Grok-2 has been evaluated across several performance benchmarks that measure its capabilities in reasoning, language understanding, mathematics, coding, and multimodal tasks. The key benchmarks include:
- GPQA (Graduate-Level Science Knowledge): Tests advanced scientific reasoning and knowledge. Grok-2 achieved a score of 56.0%, showing significant improvement over its predecessor.
- MMLU (Massive Multitask Language Understanding): Evaluates general knowledge across multiple disciplines. Grok-2 scored 87.5%.
- MMLU-Pro: A more challenging version of MMLU with harder reasoning-focused questions. Grok-2 scored 75.5%.
- MATH: Assesses mathematical problem-solving abilities. Grok-2 achieved a score of 76.1%.
- HumanEval: Measures coding and problem-solving capabilities. Grok-2 scored 88.4%, indicating strong performance in code generation.
- MMMU (Massive Multitask Multimodal Understanding): Tests multimodal understanding across text, images, audio, and video. Grok-2 scored 66.1%.
- MathVista: Evaluates visual mathematical reasoning. Grok-2 excels in this benchmark, achieving a score of 69.0%.

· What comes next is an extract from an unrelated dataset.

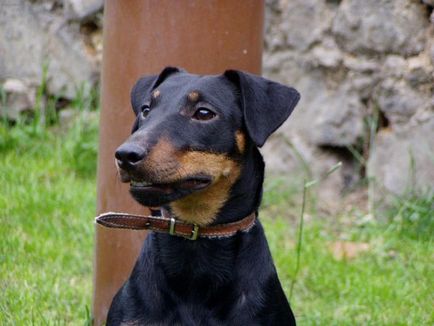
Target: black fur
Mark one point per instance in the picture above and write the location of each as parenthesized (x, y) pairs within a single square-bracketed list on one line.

- DocVQA (Document-based Question Answering): Measures the model's ability to extract and reason with information from documents. Grok-2 scored 93.6%, demonstrating its strength in document-based tasks.
These benchmarks highlight Grok-2's strengths in scientific reasoning, multimodal tasks, and document-based question answering, while also showing competitive performance in general knowledge and coding tasks.